13 de julio de 2017
13.07.2017
Hogar

Siete consejos para que tu nevera enfríe más

Te presentamos siete trucos para optimizar el rendimiento del frigorífico sin gastar más

13.07.2017 | 21:14
Las neveras antiguas generalmente gastan más que las actuales.

Seguro que más de una vez te has preguntado por qué tu frigorífico no enfría lo suficiente, especialmente en verano. Y es que cuando llegan las altas temperaturas es cuando ponemos a prueba el buen funcionamiento de la nevera, uno de los electrodomésticos que más gasta ya que, posiblemente, lo tenemos enchufado 24 horas 365 días al año.

Se estima que genera el 18 y el 30 por ciento del consumo eléctrico de una casa. Por ello, es importante conservar bien el frío, pues esto se traducirá en ahorro de energía y por ende, en un recorte en la factura eléctrica. Con estos siete trucos podrás optimizar el rendimiento de tu nevera sin gastar más.

Edad del frigorífico

Lo primero que tienes que tener en cuenta son los años que tiene tu nevera. No es lo mismo un frigorífico nuevo que uno usado. Cuando tienen más de 10 años normalmente su rendimiento se reduce significativamente, y seguramente gastan bastante más para enfriar lo mismo.

Abre la nevera lo menos posible

No hay truco más sencillo que este: abre la nevera cuando sepas lo que quieres coger y procura tardar el menor tiempo posible. Pero para ello es necesario que organices bien los alimentos dentro de la nevera para que estén accesibles, como en el supermercado. De este modo, evitarás que el frío se escape y el frigorífico vuelva a trabajar para recuperar la temperatura adecuada. Además ahorrarás en la factura energética.

Mujer abriendo la nevera. Foto: Getty Images

Regula el termostato

La temperatura óptima es de 2 o 3 grados para la nevera y -15 o -17 para el congelador. Sin embargo, a veces los números del termostato no muestran la temperatura real por lo que es conveniente poner un termómetro para verificarlo.

Intenta no poner la nevera a temperatura máxima pues supondrá un incremento en el consumo de energía sin que afecte a la conservación de los alimentos. Y si tu nevera es de las antiguas, recurre a lo más sencillo: ponla al mínimo en invierno y súbela en verano.

Llena la nevera

¿Sabías que una nevera llena consume menos que una vacía? Esto ocurre porque el aire mantiene menos el frío y si tienes el frigorífico desocupado, cada vez que lo abres, se perderá el frió que hay en él. Pero ojo, no lo llenes hasta su límite. Es importante que hay un espacio entre los alimentos y entre el fondo de la nevera para que el aire pueda circular.

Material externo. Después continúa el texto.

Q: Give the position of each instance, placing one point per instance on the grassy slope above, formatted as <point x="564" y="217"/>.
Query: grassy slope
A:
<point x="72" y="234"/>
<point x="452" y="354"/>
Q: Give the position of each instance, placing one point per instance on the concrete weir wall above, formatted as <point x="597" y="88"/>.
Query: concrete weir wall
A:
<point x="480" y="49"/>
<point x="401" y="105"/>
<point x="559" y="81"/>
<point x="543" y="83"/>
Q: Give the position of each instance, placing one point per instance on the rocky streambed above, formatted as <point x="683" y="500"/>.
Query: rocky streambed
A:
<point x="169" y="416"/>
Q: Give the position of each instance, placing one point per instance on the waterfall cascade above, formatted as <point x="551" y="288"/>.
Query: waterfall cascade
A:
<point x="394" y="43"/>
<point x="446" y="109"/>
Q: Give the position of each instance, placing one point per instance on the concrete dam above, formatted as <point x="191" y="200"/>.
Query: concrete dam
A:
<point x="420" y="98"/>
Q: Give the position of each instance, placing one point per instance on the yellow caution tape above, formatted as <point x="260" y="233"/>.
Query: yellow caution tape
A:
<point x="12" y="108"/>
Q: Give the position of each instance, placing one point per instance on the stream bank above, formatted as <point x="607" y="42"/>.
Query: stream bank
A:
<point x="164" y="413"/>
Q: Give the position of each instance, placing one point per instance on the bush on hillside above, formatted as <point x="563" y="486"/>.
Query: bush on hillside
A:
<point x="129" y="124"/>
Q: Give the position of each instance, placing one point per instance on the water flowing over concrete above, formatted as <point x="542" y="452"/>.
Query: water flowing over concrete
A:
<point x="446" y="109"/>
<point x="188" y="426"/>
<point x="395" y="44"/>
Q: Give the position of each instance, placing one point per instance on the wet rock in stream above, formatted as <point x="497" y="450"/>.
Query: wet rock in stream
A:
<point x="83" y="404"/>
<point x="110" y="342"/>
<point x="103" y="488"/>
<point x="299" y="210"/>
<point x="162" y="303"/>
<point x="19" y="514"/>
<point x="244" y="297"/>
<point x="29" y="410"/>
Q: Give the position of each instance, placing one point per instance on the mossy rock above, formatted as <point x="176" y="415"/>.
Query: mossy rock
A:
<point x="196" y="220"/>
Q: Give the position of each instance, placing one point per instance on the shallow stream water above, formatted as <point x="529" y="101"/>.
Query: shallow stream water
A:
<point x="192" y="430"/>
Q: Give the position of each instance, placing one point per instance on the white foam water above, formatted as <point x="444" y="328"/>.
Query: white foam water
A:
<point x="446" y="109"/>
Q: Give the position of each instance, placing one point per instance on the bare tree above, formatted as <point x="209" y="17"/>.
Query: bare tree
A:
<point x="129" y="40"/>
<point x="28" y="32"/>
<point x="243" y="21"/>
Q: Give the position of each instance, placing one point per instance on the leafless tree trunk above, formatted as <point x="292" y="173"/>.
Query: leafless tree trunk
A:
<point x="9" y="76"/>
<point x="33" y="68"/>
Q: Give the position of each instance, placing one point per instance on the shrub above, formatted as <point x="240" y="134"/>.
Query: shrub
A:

Nevera llena de alimentos. Foto: Getty Images

Descongela en la nevera

Si sacas cualquier alimento del congelador, es mejor que se descongele en el frigorífico en lugar de fuera. De este modo, usarás el alimento congelado como fuente de frío. Eso sí, tardará bastante más que si descongelaras a temperatura ambiente, por lo que acuérdate de sacarlo con antelación.

Deja enfriar los alimentos

Antes de meter en la nevera un alimento cocinado, deja que alcance la temperatura ambiente. De lo contrario, obligarás al frigorífico a trabajar para recuperar la temperatura que tenía antes de introducir la comida caliente.

Limpieza y mantenimiento

Es fundamental que el frigorífico esté siempre limpio. De esta manera, evitarás la escarcha y el hielo que funcionan como aislante, lo que se traduce en que la nevera tiene que trabajar más para mantener la temperatura constante.

Asegúrate además de que las juntas de la puerta estén impolutas y en buen estado para que la nevera cierre correctamente. Para ello, limpia bien las juntas con agua y detergente. Si no te fías y quieres comprobar que cierra bien, coloca una hoja de papel en la puerta de la nevera cerrada. Si cae o sale con facilidad, indica que es hora de cambiar las juntas.

Mujer limpiando el interior de la nevera. Foto: Getty Images

Otra cosa a tener en cuenta es el ventilador y la rejilla de detrás de la nevera. Aspira de vez en cuando el polvo que se acumula para que se reparta mejor el frío y que el calor pueda evacuarse con facilidad.

Pero mucho cuidado. No utilices estropajos ni productos abrasivos para limpiar el interior de la nevera. Emplea simplemente una bayeta con un poco de lavavajillas y bicarbonato. Y si quieres prevenir el crecimiento de bacterias, pasa una bayeta mojada en vinagre blanco.